Analysis

Syria’s Kurds Erect Own Government Ahead of Peace Talks

On the eve of negotiations in Switzerland, Syria’s Kurds declare a regional government of their own.

Kurds in the north of wartorn Syria declared a regional government on Tuesday on the eve of peace talks in Switzerland at which they will not be represented.

The Kurds, numbering some two million and living almost entirely in Syria’s northeast, set up a municipal council to run affairs in one of three administrative districts that were earlier declared. According to the Syrian Observatory for Human Rights, an advocacy group based in the United Kingdom, the body has its own president and cabinet. Elections would be held in four months’ time.

The Kurds had asked to send their own delegation to negotiations that are due to start in Montreux, Switzerland on Wednesday between representatives of the Syrian government and rebel groups but the Democratic Union Party, the dominant political force in the Kurdish region and the only political party there with an armed wing, said this request had been denied.
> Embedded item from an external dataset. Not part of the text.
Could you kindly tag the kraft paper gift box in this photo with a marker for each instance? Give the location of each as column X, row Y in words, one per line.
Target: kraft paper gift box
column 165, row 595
It blamed regional powers such as Saudi Arabia and Turkey, both Sunni powers that support the uprising against Syria’s president Bashar al-Assad, as well as their ally the United States for obstructing it.

Saudi Arabia sees the civil war in Syria as part of a regional struggle for supremacy with its nemesis Iran, a Shia power that backs Assad. It would rather see the minority regime in Damascus replaced with a majority Sunni one that is likely to align with Saudi Arabia against Iran.

Turkey similarly has a sectarian incentive to obstruct Kurdish autonomy. The Kurds in the north of neighboring Iraq are increasingly distancing themselves from the central government in Baghdad, aided in no small part by Turkey which is importing their oil. If the Kurds in Syria became virtually independent as well, the Kurdish minority in Turkey itself might expect the same.

The Democratic Union Party in Syria is also aligned to the Kurdistan Workers’ Party in Turkey which has waged a war on the Turkish state since the 1980s. The former has used bases in the north of Iraq as well as the northeast of Syria to launch attacks into Turkey.

Tuesday’s announcement formalizes what has been a reality for more than a year. Syria’s Kurds have been governing themselves since officials abandoned the northeast in what appeared to be a deliberate move on the part of the Assad regime to exacerbate tensions between its enemies and stave off Turkish intervention — which seemed possible after a Turkish reconnaissance jet was shot down by Syrian air defenses in the summer of 2012. A military effort could have rekindled the Kurdish insurgency in Turkey and soured that country’s relations with the Kurds in Iraq.

Clashes indeed broke out between Kurdish fighters and Sunni rebels after government forces pulled out of the region. The latter intend to establish an Islamist state in all of Syria. The regime thus split the uprising against it and convinced the Turks not to meddle in the war — but it also unified the previously fractious Kurds.